Por Roberta Jansen
Paulo Rebello diz que há incompreensão sobre papel da agência, alvo de críticas após anunciar reajuste de 15% no valor dos planos de saúde e defender rol taxativo de procedimentos
A Agência Nacional de Saúde Suplementar (ANS) vem sendo alvo de pesadas críticas nas últimas duas semanas, depois de anunciar um reajuste de 15% no valor dos planos de saúde e, mais recentemente, defender o rol taxativo de procedimentos a serem pagos pelas operadoras. Diretor-presidente da ANS, o advogado Paulo Rebello disse, em entrevista ao Estadão, que há muita incompreensão sobre o papel da agência e que não aguenta mais ser acusado de estar defendendo as operadoras. “Nosso trabalho é defender o beneficiário”, afirmou. “Não somos carrascos.”
A decisão sobre o rol taxativo, e não exemplificativo, vai de encontro aos interesses dos beneficiários?

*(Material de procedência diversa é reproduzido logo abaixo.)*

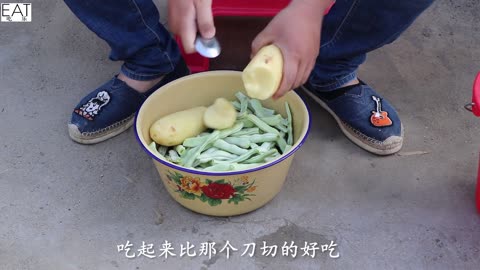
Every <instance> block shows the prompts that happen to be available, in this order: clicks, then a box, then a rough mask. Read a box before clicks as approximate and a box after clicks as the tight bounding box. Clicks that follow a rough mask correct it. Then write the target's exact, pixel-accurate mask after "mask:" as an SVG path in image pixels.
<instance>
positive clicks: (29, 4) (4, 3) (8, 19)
mask: <svg viewBox="0 0 480 270" xmlns="http://www.w3.org/2000/svg"><path fill="white" fill-rule="evenodd" d="M0 19H1V20H0V21H1V22H31V21H32V3H0Z"/></svg>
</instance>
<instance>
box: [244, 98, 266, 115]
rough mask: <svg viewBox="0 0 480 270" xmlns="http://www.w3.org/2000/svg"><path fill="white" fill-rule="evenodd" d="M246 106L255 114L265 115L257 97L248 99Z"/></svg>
mask: <svg viewBox="0 0 480 270" xmlns="http://www.w3.org/2000/svg"><path fill="white" fill-rule="evenodd" d="M248 105H249V106H248V107H249V108H250V109H251V110H253V112H254V113H255V115H256V116H258V117H260V118H262V117H265V113H264V109H265V108H263V106H262V103H261V102H260V100H258V99H250V100H249V101H248Z"/></svg>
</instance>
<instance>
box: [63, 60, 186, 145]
mask: <svg viewBox="0 0 480 270" xmlns="http://www.w3.org/2000/svg"><path fill="white" fill-rule="evenodd" d="M189 73H190V71H189V70H188V68H187V66H186V65H185V62H184V61H183V60H181V61H180V62H179V63H178V64H177V66H176V68H175V70H174V71H172V72H170V73H168V74H167V75H165V77H164V78H163V79H162V80H161V81H160V82H159V83H157V84H156V85H155V86H153V87H152V88H151V89H150V90H148V91H147V92H146V93H139V92H137V91H135V90H134V89H133V88H131V87H129V86H128V85H127V84H126V83H125V82H123V81H121V80H119V79H118V78H117V76H115V77H114V78H113V79H111V80H110V81H108V82H107V83H105V84H104V85H102V86H100V87H99V88H97V89H96V90H94V91H93V92H91V93H90V94H88V95H87V96H86V97H84V98H83V99H82V100H81V101H80V103H79V104H78V105H77V106H76V107H75V109H74V110H73V113H72V117H71V120H70V122H69V123H68V133H69V135H70V137H71V138H72V140H74V141H76V142H78V143H81V144H94V143H99V142H102V141H105V140H107V139H109V138H112V137H114V136H116V135H118V134H120V133H122V132H123V131H125V130H127V129H128V128H129V127H131V126H132V125H133V122H134V118H135V113H136V112H137V110H138V109H139V108H140V106H141V105H142V103H143V101H145V99H146V98H147V97H148V96H149V95H150V94H151V93H153V92H154V91H155V90H157V89H158V88H159V87H161V86H163V85H165V84H167V83H169V82H171V81H173V80H175V79H177V78H180V77H183V76H185V75H188V74H189Z"/></svg>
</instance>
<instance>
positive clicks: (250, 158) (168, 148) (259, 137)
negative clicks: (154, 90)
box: [149, 92, 293, 172]
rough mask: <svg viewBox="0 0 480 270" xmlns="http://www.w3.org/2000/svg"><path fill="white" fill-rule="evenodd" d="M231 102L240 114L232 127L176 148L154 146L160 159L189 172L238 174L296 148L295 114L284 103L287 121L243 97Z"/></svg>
mask: <svg viewBox="0 0 480 270" xmlns="http://www.w3.org/2000/svg"><path fill="white" fill-rule="evenodd" d="M235 96H236V97H237V99H238V100H235V101H233V102H232V104H233V106H234V107H235V109H236V110H237V112H238V113H237V120H236V122H235V124H234V126H233V127H231V128H227V129H223V130H209V132H204V133H202V134H200V135H198V136H196V137H192V138H188V139H186V140H185V141H184V142H183V143H182V144H180V145H177V146H174V147H166V146H162V145H157V144H156V143H155V142H152V143H151V144H150V145H149V148H150V150H151V151H152V152H153V153H155V154H156V155H157V156H158V157H159V158H161V159H164V160H167V161H170V162H172V163H175V164H178V165H180V166H183V167H186V168H194V169H198V170H204V171H213V172H215V171H216V172H221V171H237V170H245V169H250V168H253V167H257V166H259V165H262V164H264V163H266V162H269V161H271V160H273V159H276V158H277V157H278V156H280V155H282V154H284V153H286V152H288V151H289V150H290V149H291V147H292V145H293V127H292V113H291V111H290V106H289V104H288V102H285V110H286V112H287V118H283V117H282V116H281V115H280V114H277V113H276V112H275V111H274V110H272V109H268V108H265V107H263V105H262V103H261V102H260V101H259V100H257V99H251V98H249V97H247V96H245V95H244V94H243V93H241V92H238V93H236V94H235Z"/></svg>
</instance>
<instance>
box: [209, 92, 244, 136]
mask: <svg viewBox="0 0 480 270" xmlns="http://www.w3.org/2000/svg"><path fill="white" fill-rule="evenodd" d="M235 120H237V111H236V110H235V107H233V105H232V103H230V101H228V100H226V99H224V98H217V99H216V100H215V102H214V103H213V105H211V106H210V107H208V108H207V110H206V111H205V114H204V116H203V122H204V123H205V125H206V126H207V127H209V128H213V129H226V128H230V127H232V126H233V125H234V124H235Z"/></svg>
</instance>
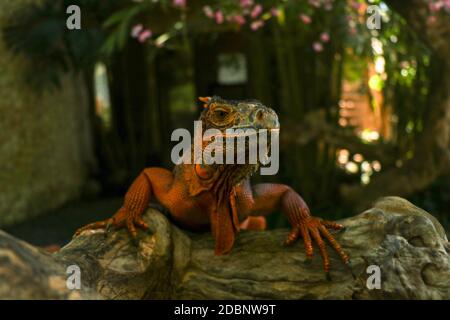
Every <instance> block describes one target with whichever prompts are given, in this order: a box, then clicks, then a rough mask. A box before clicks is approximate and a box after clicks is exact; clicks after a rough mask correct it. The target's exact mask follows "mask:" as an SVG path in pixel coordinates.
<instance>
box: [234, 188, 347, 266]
mask: <svg viewBox="0 0 450 320" xmlns="http://www.w3.org/2000/svg"><path fill="white" fill-rule="evenodd" d="M235 193H236V195H235V197H236V206H237V210H238V211H239V213H240V214H241V215H243V216H244V217H246V216H252V215H267V214H270V213H272V212H273V211H275V210H276V209H277V208H281V209H282V211H283V213H284V215H285V216H286V217H287V219H288V220H289V222H290V224H291V226H292V230H291V232H290V233H289V235H288V237H287V239H286V244H288V245H290V244H292V243H294V242H295V241H296V240H297V239H298V237H299V236H300V235H301V236H302V237H303V240H304V244H305V250H306V256H307V258H308V259H311V258H312V256H313V246H312V242H313V241H312V240H314V242H315V243H316V244H317V246H318V247H319V250H320V254H321V256H322V260H323V268H324V270H325V272H326V273H327V274H328V272H329V270H330V259H329V256H328V252H327V249H326V247H325V242H324V240H323V239H322V237H323V238H325V239H326V240H328V242H329V243H330V244H331V246H332V247H333V248H334V249H335V250H336V252H337V253H338V254H339V256H340V257H341V259H342V260H343V261H344V263H345V264H347V263H348V262H349V257H348V256H347V254H346V253H345V252H344V250H342V248H341V246H340V245H339V243H338V242H337V241H336V240H335V239H334V237H333V236H332V235H331V233H330V232H329V231H328V228H331V229H336V230H339V229H341V228H343V226H342V225H340V224H337V223H335V222H332V221H326V220H322V219H320V218H317V217H313V216H311V214H310V211H309V208H308V206H307V205H306V203H305V201H304V200H303V199H302V198H301V197H300V195H298V194H297V193H296V192H295V191H294V190H292V188H291V187H289V186H286V185H283V184H272V183H262V184H257V185H255V186H251V185H250V182H249V181H248V180H246V181H244V182H242V183H241V184H240V185H239V186H237V187H236V188H235Z"/></svg>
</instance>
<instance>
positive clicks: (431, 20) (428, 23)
mask: <svg viewBox="0 0 450 320" xmlns="http://www.w3.org/2000/svg"><path fill="white" fill-rule="evenodd" d="M435 22H436V16H429V17H428V18H427V23H428V24H434V23H435Z"/></svg>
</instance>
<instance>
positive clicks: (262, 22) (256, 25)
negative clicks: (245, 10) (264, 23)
mask: <svg viewBox="0 0 450 320" xmlns="http://www.w3.org/2000/svg"><path fill="white" fill-rule="evenodd" d="M262 26H264V21H262V20H256V21H253V22H252V24H251V25H250V29H252V30H253V31H256V30H258V29H259V28H261V27H262Z"/></svg>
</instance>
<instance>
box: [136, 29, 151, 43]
mask: <svg viewBox="0 0 450 320" xmlns="http://www.w3.org/2000/svg"><path fill="white" fill-rule="evenodd" d="M151 36H152V32H151V31H150V30H144V31H142V32H141V34H140V35H139V37H138V40H139V42H140V43H144V42H145V41H147V39H148V38H150V37H151Z"/></svg>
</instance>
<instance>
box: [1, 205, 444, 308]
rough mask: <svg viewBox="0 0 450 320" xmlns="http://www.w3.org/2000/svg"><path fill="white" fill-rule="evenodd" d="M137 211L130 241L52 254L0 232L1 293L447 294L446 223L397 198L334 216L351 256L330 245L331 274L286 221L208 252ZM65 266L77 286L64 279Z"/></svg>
mask: <svg viewBox="0 0 450 320" xmlns="http://www.w3.org/2000/svg"><path fill="white" fill-rule="evenodd" d="M144 219H145V220H146V222H147V223H149V225H150V226H151V232H140V233H139V239H138V240H139V242H138V245H137V246H136V244H134V243H133V241H130V237H129V235H128V233H127V231H126V230H124V229H122V230H119V231H111V232H109V233H108V234H105V232H104V231H103V230H97V231H86V232H84V233H83V234H81V235H80V236H78V237H76V238H74V239H73V240H72V241H71V242H70V243H69V244H68V245H66V246H65V247H64V248H62V249H61V250H60V251H59V252H57V253H55V254H53V255H51V254H49V253H46V252H44V251H41V250H39V249H36V248H34V247H32V246H30V245H28V244H26V243H24V242H22V241H20V240H17V239H15V238H13V237H11V236H9V235H7V234H5V233H4V232H0V261H1V264H0V298H2V299H5V298H8V299H11V298H14V299H161V298H167V299H450V256H449V253H448V252H447V251H448V250H450V248H449V247H448V246H449V244H448V241H447V238H446V236H445V232H444V229H443V228H442V226H441V225H440V224H439V223H438V222H437V220H436V219H435V218H434V217H433V216H431V215H430V214H428V213H427V212H425V211H423V210H422V209H420V208H417V207H415V206H414V205H412V204H411V203H409V202H408V201H406V200H404V199H401V198H396V197H389V198H383V199H381V200H380V201H378V202H377V203H376V204H375V205H374V207H373V208H371V209H369V210H367V211H365V212H363V213H361V214H360V215H357V216H355V217H352V218H349V219H345V220H343V221H341V222H342V223H343V224H344V226H345V227H346V228H345V230H343V231H339V232H337V233H336V234H335V236H336V239H337V240H338V241H339V242H340V243H341V245H342V246H343V248H344V249H345V250H346V252H347V253H348V254H349V255H350V257H351V264H350V266H349V267H345V266H344V265H343V264H342V262H341V261H340V259H339V257H338V256H337V254H335V253H334V252H331V250H329V252H330V256H331V281H330V280H326V278H325V275H324V273H323V269H322V263H321V258H320V255H319V254H318V252H317V251H318V250H317V249H316V248H315V256H314V259H313V261H312V262H311V263H310V264H306V263H304V261H305V254H304V250H303V244H302V243H301V240H300V241H299V243H296V244H295V245H293V246H292V247H285V246H283V245H282V242H283V240H284V239H285V237H286V236H287V234H288V230H272V231H253V232H251V231H243V232H241V233H240V234H239V235H238V237H237V239H236V243H235V246H234V248H233V250H232V252H231V253H230V254H228V255H224V256H214V241H213V238H212V237H211V235H210V234H209V233H206V234H192V233H187V232H185V231H181V230H180V229H178V228H177V227H176V226H174V225H172V224H171V223H170V222H169V220H168V219H167V218H166V217H165V216H164V215H163V214H161V213H160V212H158V211H156V210H154V209H149V210H148V212H147V213H146V214H145V215H144ZM73 265H76V266H78V267H79V268H80V270H81V274H80V275H81V284H82V285H81V289H80V290H69V289H67V287H66V279H67V277H68V274H66V270H67V268H68V267H69V266H73ZM371 265H374V266H376V267H379V270H380V280H381V282H380V285H381V287H380V289H372V290H371V289H369V288H368V286H367V283H372V280H371V278H369V277H370V276H371V273H368V272H367V267H368V266H371ZM376 267H375V268H376ZM372 272H373V271H372Z"/></svg>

Existe uma incompreensão muito grande sobre o que a gente faz. As pessoas nos acusam de defender as operadoras. O nosso trabalho é defender o beneficiário, garantir um serviço de qualidade. Obviamente, se a gente coloca isso sob a lógica do rol exemplificativo, o que vai acontecer? Primeiro que um dos princípios consagrados no marco regulatório (Lei dos Planos de Saúde 9656/98) é poder estabelecer um rol taxativo, ter previsibilidade no que está sendo colocado. Se começa a não ter critério, temos um problema sob o aspecto econômico, vai aumentar o custo. Esse é um problema no mundo todo, não só no Brasil. Dando um exemplo grosseiro, temos uma água Prata e uma água Perrier. As duas são águas, hidratam igual. Agora, se você oferecer só Perrier, em vez de pagar R$ 100, você vai pagar R$ 1.000. Fazer essa análise é a nossa função.